The England players will have felt it as they left the seclusion of their hotel and headed for Frankfurt, a city that is already beginning to look like a garrison town for the legions of St George. A drive through the centre of Frankfurt yesterday revealed that Portsmouth and Aston Villa flags had already staked out the O'Neill's pub on the Friedensbrucke road. It was 10am.
The 48,132-capacity Waldstadion's most famous hour was when Muhammad Ali battered Karl Mildenberger into submission over 12 rounds almost 40 years ago, in a time when England were still champions of world football. Yesterday, it was Rooney (no mean schoolboy boxer in his younger days) who took centre stage and, in keeping with the caution advised concerning his right foot, tried to drop kick a ball against the scoreboard that hangs 70 feet above the pitch.
Rooney's lecture on careful rehabilitation from the orthopaedic surgeon may not have had the profound effect Manchester United will have hoped. In his first session back since that dubious all-clear, Rooney chased the ball during the piggy-in-the-middle passing session with the urgency of a man leaving a burning house. He thundered towards team-mates, slid in for tackles and hustled with the best of them.
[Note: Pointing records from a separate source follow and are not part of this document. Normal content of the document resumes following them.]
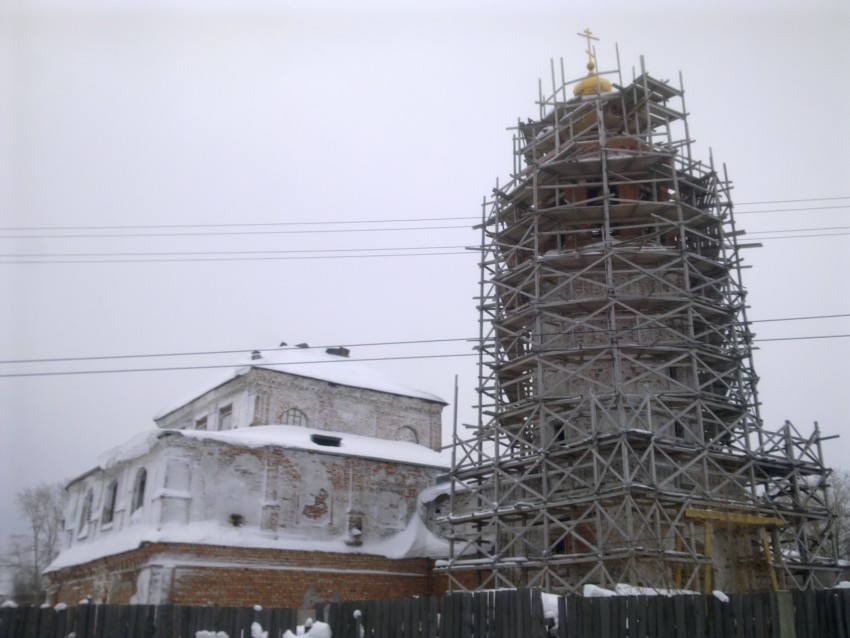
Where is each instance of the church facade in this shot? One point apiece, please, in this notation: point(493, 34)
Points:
point(301, 477)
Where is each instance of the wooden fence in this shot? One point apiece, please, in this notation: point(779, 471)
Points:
point(491, 614)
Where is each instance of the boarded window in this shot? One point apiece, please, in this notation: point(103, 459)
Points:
point(294, 416)
point(85, 512)
point(139, 489)
point(109, 503)
point(225, 417)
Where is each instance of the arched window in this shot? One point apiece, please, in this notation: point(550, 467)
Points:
point(294, 416)
point(407, 433)
point(139, 489)
point(85, 512)
point(109, 503)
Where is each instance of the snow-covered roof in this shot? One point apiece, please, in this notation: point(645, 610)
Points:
point(285, 436)
point(315, 364)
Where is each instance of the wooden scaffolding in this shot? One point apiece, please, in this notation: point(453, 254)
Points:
point(619, 437)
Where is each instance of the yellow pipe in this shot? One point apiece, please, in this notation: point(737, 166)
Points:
point(729, 517)
point(709, 548)
point(767, 555)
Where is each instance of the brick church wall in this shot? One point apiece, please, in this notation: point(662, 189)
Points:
point(213, 575)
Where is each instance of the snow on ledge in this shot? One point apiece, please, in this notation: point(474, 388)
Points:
point(313, 363)
point(285, 436)
point(415, 541)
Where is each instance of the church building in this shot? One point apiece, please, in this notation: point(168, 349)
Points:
point(300, 478)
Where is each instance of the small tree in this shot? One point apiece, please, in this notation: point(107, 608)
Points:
point(841, 508)
point(29, 554)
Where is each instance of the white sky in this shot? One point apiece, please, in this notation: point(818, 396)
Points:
point(134, 114)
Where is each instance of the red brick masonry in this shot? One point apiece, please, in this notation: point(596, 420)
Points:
point(214, 575)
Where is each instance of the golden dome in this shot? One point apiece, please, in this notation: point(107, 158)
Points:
point(592, 84)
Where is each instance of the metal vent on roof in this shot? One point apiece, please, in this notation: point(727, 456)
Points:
point(326, 439)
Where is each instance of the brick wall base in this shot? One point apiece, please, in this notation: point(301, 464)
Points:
point(166, 573)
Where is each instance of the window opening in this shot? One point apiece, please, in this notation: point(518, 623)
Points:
point(139, 489)
point(225, 417)
point(294, 416)
point(109, 503)
point(85, 512)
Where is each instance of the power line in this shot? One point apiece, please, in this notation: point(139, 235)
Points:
point(239, 351)
point(374, 344)
point(361, 345)
point(230, 365)
point(324, 253)
point(333, 222)
point(235, 225)
point(231, 233)
point(229, 252)
point(793, 201)
point(207, 259)
point(787, 210)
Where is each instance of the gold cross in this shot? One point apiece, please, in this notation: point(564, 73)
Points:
point(587, 34)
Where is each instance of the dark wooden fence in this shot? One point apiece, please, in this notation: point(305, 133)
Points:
point(491, 614)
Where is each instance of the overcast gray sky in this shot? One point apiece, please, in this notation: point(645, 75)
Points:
point(223, 127)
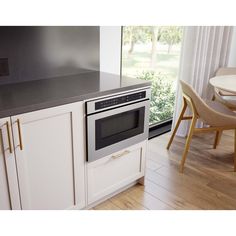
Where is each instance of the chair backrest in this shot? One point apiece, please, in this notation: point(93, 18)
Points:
point(226, 71)
point(204, 112)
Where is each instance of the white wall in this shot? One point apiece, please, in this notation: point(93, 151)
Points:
point(232, 55)
point(110, 49)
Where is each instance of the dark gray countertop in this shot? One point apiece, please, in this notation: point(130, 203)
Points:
point(39, 94)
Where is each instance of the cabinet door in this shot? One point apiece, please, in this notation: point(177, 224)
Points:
point(9, 192)
point(49, 147)
point(110, 173)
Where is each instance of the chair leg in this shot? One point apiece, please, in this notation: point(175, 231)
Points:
point(187, 144)
point(235, 150)
point(217, 138)
point(177, 125)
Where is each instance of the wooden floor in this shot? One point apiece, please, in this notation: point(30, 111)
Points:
point(208, 181)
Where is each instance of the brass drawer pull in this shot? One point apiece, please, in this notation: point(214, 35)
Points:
point(9, 136)
point(120, 155)
point(19, 132)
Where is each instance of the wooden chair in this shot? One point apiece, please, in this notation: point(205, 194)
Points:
point(214, 114)
point(226, 98)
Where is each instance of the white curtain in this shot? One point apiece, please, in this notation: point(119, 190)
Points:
point(204, 50)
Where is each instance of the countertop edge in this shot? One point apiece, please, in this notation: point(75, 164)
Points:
point(64, 101)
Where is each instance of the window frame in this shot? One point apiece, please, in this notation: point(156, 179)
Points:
point(154, 129)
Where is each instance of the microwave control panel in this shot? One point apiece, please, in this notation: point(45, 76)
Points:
point(119, 100)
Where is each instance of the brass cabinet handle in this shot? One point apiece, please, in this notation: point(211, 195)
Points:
point(19, 132)
point(9, 136)
point(120, 155)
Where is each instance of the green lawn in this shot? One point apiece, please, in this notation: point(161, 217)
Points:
point(140, 60)
point(165, 69)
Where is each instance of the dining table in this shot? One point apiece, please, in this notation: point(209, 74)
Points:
point(224, 82)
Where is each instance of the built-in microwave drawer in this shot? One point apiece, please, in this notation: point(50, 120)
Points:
point(115, 171)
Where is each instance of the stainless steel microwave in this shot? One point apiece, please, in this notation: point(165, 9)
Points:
point(116, 122)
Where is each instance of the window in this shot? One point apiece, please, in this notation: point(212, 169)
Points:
point(153, 53)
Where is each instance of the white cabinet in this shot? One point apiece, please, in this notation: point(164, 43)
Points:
point(49, 151)
point(115, 171)
point(9, 194)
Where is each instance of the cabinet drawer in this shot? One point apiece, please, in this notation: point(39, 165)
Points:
point(115, 171)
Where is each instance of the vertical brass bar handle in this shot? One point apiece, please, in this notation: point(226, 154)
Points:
point(9, 136)
point(19, 132)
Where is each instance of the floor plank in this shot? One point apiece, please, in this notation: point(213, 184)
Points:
point(208, 181)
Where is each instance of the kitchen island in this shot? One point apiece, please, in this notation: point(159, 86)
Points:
point(43, 163)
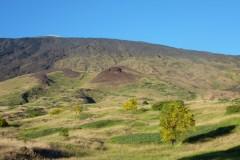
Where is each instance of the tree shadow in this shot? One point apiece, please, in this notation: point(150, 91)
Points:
point(210, 135)
point(230, 154)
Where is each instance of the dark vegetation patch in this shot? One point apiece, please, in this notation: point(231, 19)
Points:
point(116, 75)
point(139, 138)
point(89, 95)
point(158, 106)
point(39, 132)
point(20, 98)
point(101, 124)
point(233, 109)
point(34, 112)
point(12, 99)
point(33, 94)
point(3, 122)
point(84, 116)
point(230, 154)
point(221, 131)
point(25, 153)
point(92, 144)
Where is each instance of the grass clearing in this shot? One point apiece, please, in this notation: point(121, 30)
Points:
point(139, 138)
point(40, 132)
point(101, 124)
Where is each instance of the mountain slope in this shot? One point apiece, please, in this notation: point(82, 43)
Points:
point(200, 72)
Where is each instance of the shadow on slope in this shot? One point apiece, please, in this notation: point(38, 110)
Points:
point(230, 154)
point(211, 135)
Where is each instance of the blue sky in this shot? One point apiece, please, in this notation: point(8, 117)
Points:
point(211, 25)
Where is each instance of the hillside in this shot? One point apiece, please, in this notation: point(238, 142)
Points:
point(63, 98)
point(209, 75)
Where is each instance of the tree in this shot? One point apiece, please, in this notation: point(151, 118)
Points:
point(175, 121)
point(78, 109)
point(131, 104)
point(3, 122)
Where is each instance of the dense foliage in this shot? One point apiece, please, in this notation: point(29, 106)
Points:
point(175, 121)
point(3, 122)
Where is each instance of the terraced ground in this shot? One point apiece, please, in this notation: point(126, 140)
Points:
point(50, 126)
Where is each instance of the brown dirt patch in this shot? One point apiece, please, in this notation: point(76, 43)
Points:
point(116, 75)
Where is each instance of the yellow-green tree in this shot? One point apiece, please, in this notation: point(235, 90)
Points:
point(131, 104)
point(175, 121)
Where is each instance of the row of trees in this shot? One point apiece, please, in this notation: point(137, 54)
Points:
point(175, 118)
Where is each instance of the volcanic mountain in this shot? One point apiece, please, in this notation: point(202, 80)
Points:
point(201, 72)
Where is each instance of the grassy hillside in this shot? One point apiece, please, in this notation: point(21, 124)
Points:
point(212, 76)
point(103, 130)
point(72, 109)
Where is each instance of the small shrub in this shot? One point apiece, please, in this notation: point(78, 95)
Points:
point(3, 122)
point(34, 112)
point(158, 106)
point(78, 109)
point(55, 111)
point(84, 116)
point(64, 132)
point(145, 102)
point(233, 109)
point(131, 104)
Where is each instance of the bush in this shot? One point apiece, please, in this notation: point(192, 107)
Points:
point(78, 109)
point(55, 111)
point(158, 106)
point(3, 122)
point(84, 116)
point(64, 132)
point(233, 109)
point(175, 121)
point(131, 104)
point(34, 112)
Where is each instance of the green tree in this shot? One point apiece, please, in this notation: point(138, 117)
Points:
point(131, 104)
point(78, 109)
point(175, 121)
point(3, 122)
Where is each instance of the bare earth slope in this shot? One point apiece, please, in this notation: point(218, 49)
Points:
point(194, 70)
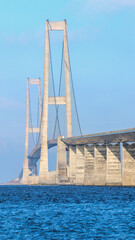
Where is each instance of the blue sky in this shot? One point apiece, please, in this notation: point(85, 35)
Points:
point(102, 50)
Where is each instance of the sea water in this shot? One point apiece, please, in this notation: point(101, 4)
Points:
point(67, 212)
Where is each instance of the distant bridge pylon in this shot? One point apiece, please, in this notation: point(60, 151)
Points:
point(30, 166)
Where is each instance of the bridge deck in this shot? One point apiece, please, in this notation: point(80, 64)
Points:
point(127, 135)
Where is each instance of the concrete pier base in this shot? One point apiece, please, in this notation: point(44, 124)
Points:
point(79, 165)
point(128, 165)
point(100, 165)
point(61, 161)
point(89, 165)
point(113, 167)
point(72, 164)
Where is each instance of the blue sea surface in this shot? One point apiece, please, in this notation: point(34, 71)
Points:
point(67, 212)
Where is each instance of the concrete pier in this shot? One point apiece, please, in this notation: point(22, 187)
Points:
point(72, 164)
point(89, 165)
point(100, 165)
point(113, 167)
point(128, 165)
point(61, 161)
point(80, 165)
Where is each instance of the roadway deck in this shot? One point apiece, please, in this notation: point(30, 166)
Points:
point(127, 135)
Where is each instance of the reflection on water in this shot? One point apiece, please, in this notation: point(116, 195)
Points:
point(67, 212)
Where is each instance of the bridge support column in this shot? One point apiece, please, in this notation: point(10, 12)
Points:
point(66, 100)
point(89, 165)
point(100, 165)
point(72, 164)
point(61, 161)
point(26, 170)
point(80, 164)
point(128, 165)
point(113, 167)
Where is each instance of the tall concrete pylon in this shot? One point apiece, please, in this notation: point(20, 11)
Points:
point(50, 26)
point(28, 129)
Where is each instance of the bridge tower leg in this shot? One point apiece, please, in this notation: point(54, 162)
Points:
point(43, 172)
point(26, 164)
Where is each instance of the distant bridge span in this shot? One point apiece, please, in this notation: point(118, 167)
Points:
point(127, 135)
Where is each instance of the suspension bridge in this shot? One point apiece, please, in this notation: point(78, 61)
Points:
point(94, 159)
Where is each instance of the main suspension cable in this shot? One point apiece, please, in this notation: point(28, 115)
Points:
point(70, 71)
point(53, 80)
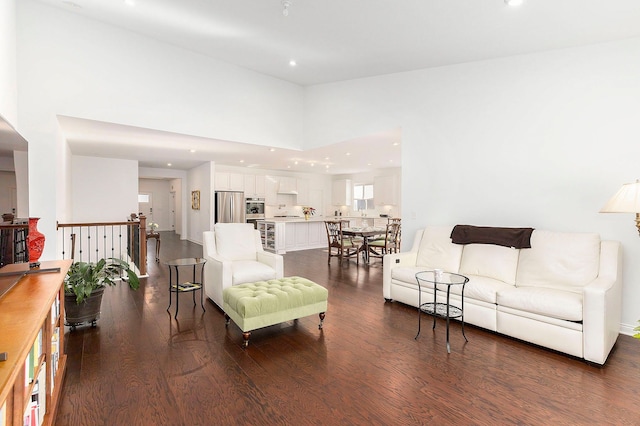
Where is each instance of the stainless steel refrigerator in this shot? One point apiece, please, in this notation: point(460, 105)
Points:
point(230, 207)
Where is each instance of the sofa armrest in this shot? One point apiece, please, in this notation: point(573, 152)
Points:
point(395, 260)
point(602, 305)
point(218, 275)
point(273, 260)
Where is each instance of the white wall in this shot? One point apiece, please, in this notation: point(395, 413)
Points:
point(178, 184)
point(538, 140)
point(200, 179)
point(109, 74)
point(105, 189)
point(8, 86)
point(159, 190)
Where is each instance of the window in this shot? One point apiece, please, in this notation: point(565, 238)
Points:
point(363, 196)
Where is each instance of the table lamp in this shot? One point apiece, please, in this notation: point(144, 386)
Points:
point(626, 200)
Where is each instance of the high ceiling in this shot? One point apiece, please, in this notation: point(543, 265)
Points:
point(334, 40)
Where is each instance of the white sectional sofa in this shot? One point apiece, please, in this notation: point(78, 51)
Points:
point(564, 293)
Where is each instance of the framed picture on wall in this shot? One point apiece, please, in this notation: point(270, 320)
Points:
point(195, 200)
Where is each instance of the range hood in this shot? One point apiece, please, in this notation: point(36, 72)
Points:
point(286, 191)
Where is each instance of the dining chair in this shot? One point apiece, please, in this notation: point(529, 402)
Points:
point(399, 235)
point(389, 244)
point(339, 245)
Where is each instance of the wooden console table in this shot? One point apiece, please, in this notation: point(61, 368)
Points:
point(155, 236)
point(32, 344)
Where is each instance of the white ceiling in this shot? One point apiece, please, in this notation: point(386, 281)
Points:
point(155, 149)
point(339, 40)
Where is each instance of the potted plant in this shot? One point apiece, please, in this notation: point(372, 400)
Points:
point(84, 285)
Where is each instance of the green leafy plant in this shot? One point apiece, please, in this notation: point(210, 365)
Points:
point(84, 277)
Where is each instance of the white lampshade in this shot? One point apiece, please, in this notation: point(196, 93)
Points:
point(626, 200)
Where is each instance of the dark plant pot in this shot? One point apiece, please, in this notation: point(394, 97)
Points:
point(88, 310)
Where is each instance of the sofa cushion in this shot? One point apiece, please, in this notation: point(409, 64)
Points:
point(248, 271)
point(481, 288)
point(437, 251)
point(490, 261)
point(236, 241)
point(564, 305)
point(559, 260)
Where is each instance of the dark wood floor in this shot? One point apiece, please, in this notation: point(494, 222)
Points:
point(140, 366)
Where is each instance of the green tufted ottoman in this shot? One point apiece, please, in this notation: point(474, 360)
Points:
point(264, 303)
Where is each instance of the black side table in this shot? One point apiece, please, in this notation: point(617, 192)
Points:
point(441, 281)
point(177, 287)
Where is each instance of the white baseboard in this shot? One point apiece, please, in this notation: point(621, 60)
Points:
point(628, 329)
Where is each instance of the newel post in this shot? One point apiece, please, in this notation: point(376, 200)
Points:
point(143, 245)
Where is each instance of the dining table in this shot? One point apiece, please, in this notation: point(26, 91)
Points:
point(367, 233)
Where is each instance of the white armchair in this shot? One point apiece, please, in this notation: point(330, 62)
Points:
point(234, 256)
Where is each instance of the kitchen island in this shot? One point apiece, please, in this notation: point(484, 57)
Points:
point(292, 233)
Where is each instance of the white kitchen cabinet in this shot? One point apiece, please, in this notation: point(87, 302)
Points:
point(254, 186)
point(225, 181)
point(303, 199)
point(287, 185)
point(305, 235)
point(272, 235)
point(341, 192)
point(271, 190)
point(385, 190)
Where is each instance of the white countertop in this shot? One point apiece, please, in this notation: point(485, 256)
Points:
point(316, 218)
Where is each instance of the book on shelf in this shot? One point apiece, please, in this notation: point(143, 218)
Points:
point(186, 286)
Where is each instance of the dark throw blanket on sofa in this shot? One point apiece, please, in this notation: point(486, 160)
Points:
point(509, 237)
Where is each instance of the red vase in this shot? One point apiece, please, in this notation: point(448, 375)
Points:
point(36, 242)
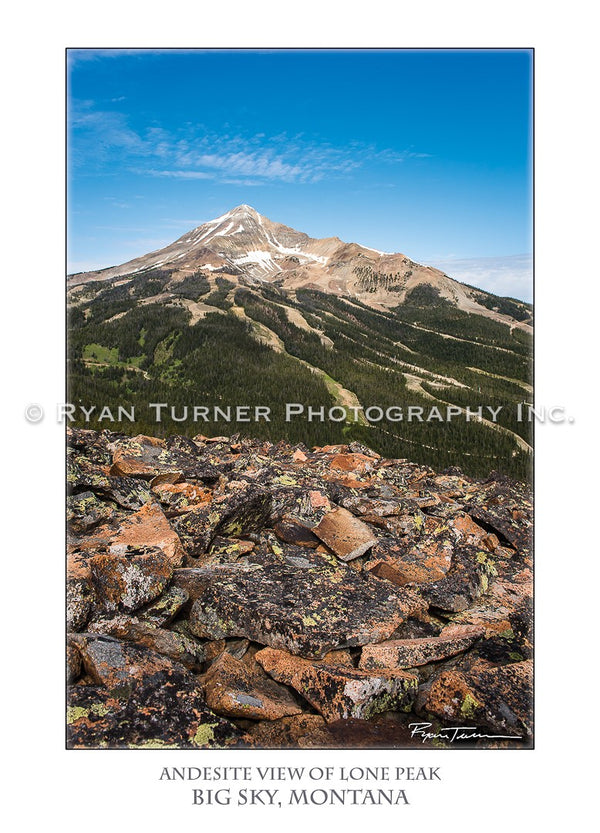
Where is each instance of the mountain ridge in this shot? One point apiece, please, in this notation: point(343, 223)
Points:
point(250, 249)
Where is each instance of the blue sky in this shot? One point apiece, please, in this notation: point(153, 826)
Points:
point(423, 152)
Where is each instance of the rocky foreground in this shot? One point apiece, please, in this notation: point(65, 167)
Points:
point(235, 593)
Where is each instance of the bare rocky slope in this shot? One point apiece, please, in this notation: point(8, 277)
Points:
point(252, 249)
point(226, 592)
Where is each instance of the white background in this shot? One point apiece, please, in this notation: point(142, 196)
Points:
point(94, 791)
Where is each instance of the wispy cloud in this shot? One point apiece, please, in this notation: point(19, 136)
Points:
point(193, 152)
point(511, 275)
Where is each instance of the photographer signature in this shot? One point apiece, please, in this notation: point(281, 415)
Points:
point(452, 733)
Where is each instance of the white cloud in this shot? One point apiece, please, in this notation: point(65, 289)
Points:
point(511, 275)
point(99, 138)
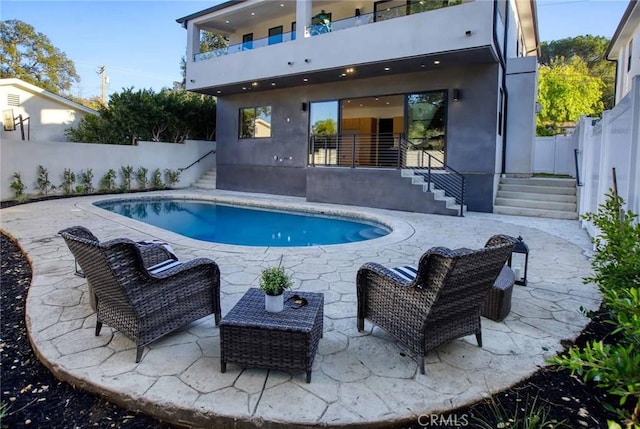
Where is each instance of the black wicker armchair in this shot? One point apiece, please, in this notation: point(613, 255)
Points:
point(441, 303)
point(141, 289)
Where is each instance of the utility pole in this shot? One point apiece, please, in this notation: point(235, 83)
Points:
point(102, 71)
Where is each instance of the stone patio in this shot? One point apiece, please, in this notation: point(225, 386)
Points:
point(359, 379)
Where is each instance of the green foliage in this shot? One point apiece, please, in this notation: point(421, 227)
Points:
point(156, 179)
point(108, 181)
point(169, 116)
point(616, 267)
point(30, 56)
point(528, 415)
point(171, 177)
point(68, 180)
point(126, 173)
point(592, 50)
point(141, 178)
point(43, 184)
point(566, 91)
point(325, 127)
point(274, 280)
point(18, 186)
point(86, 179)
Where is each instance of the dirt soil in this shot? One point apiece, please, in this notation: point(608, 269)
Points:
point(36, 399)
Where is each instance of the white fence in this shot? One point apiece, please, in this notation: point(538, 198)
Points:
point(24, 157)
point(555, 155)
point(611, 143)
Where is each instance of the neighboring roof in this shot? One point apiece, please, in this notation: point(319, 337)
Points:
point(37, 90)
point(212, 9)
point(630, 20)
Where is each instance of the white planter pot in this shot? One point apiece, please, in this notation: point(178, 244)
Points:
point(273, 303)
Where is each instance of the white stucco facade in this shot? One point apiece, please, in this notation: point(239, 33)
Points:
point(45, 116)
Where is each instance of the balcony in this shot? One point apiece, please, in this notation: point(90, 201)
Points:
point(394, 40)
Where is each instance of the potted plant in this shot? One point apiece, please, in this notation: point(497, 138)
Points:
point(273, 282)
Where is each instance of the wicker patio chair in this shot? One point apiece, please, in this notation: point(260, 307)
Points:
point(140, 289)
point(443, 301)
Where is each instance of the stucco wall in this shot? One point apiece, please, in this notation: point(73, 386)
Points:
point(522, 87)
point(24, 157)
point(48, 119)
point(471, 143)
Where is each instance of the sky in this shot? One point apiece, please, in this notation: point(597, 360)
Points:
point(141, 44)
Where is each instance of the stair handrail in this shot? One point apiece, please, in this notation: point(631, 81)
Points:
point(197, 160)
point(454, 188)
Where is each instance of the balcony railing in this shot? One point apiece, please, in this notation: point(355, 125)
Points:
point(387, 151)
point(341, 24)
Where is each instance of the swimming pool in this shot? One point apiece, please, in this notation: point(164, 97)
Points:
point(247, 226)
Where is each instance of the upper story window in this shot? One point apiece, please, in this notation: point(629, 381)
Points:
point(255, 122)
point(13, 100)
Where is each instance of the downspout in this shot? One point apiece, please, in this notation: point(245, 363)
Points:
point(502, 58)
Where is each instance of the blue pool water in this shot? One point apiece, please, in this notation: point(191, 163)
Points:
point(245, 226)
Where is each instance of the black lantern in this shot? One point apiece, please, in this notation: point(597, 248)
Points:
point(519, 261)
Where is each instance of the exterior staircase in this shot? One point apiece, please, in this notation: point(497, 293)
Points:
point(438, 194)
point(537, 197)
point(207, 181)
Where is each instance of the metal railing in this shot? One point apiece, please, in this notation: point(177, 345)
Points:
point(197, 160)
point(387, 151)
point(329, 27)
point(436, 173)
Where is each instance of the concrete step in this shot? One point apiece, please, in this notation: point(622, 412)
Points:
point(536, 204)
point(537, 181)
point(537, 189)
point(201, 185)
point(537, 197)
point(523, 211)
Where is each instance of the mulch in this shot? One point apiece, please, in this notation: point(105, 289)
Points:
point(34, 398)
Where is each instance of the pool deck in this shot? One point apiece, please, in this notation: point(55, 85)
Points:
point(360, 379)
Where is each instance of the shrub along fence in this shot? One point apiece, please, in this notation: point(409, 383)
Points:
point(41, 166)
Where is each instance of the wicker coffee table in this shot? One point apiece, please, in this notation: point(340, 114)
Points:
point(254, 338)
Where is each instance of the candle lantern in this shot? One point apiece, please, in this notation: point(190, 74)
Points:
point(519, 261)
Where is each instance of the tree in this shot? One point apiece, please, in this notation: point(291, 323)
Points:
point(170, 116)
point(591, 49)
point(566, 91)
point(30, 56)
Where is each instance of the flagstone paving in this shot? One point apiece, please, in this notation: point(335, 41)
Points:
point(359, 378)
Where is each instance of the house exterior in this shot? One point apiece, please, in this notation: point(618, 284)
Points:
point(36, 114)
point(362, 97)
point(624, 49)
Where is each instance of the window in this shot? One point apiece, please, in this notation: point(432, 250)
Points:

A more cynical observer might have concluded that Rooney was proving a point about his fitness; the more optimistic among England's following would say that the boy wonder has defied the diagnosis of some of the finest medical minds in the country. Certainly his contribution was more encouraging than Gerrard's - he spent some of the session on his back while the England physiotherapist manipulated his leg muscles so savagely that the Liverpool captain slid back and forth on the turf.
The prospect of Jermaine Jenas in the centre of midfield, as he finished yesterday's training session, is a reminder that there are limits to the depth of Eriksson's squad. England will beat Paraguay today if they obey the rules they have been taught many times over the last two years. That Michael Owen does not flourish when is forced to play with his back to goal, that England play better at a high-tempo Premiership pace and that they cannot afford to sit too deep to defend a lead.
Gary Neville said this week that "Paraguay will know as much about us as we do about them", which - you assumed - meant that England had been thoroughly briefed on their opposition. These are the details which seem to have escaped Eriksson over his England career, never one for an in-depth study of the opposition. Before the Jamaica friendly he identified the greatest threat as "the Watford striker". By then Marlon King had already been very publicly sent home.
Eriksson seems to have left so much to chance over the years - the names of opposition players, the identity of the referee - but this time he sounds more in control. And while talk of team spirit and unity within the camp can normally be dismissed as the usual non-thinking prattle of professional footballers, this time it seems genuine. Watching the England squad over the last three weeks tells you that they enjoy playing together.
England's record in the first games of international tournaments is poor: in the last nine opening matches (going back to the 1986 World Cup finals) they have won just one. Eriksson's eagerness to bring Rooney back in the group stages is a reflection of how central he regards winning Group B to success in the tournament. United would describe it as desperation on Eriksson's part.
Today's result will set the mood for the tournament and it will dictate whether England have to chase qualification or can cruise through to the knock-out stages. It may go some way to deciding whether they play Germany or Poland in the next round and it could dictate whether Rooney will be used against Sweden or sooner.
Eriksson has finally stamped his authority - however misguided - on the Rooney saga in the last 48 hours. Today his team must do the same on the World Cup finals.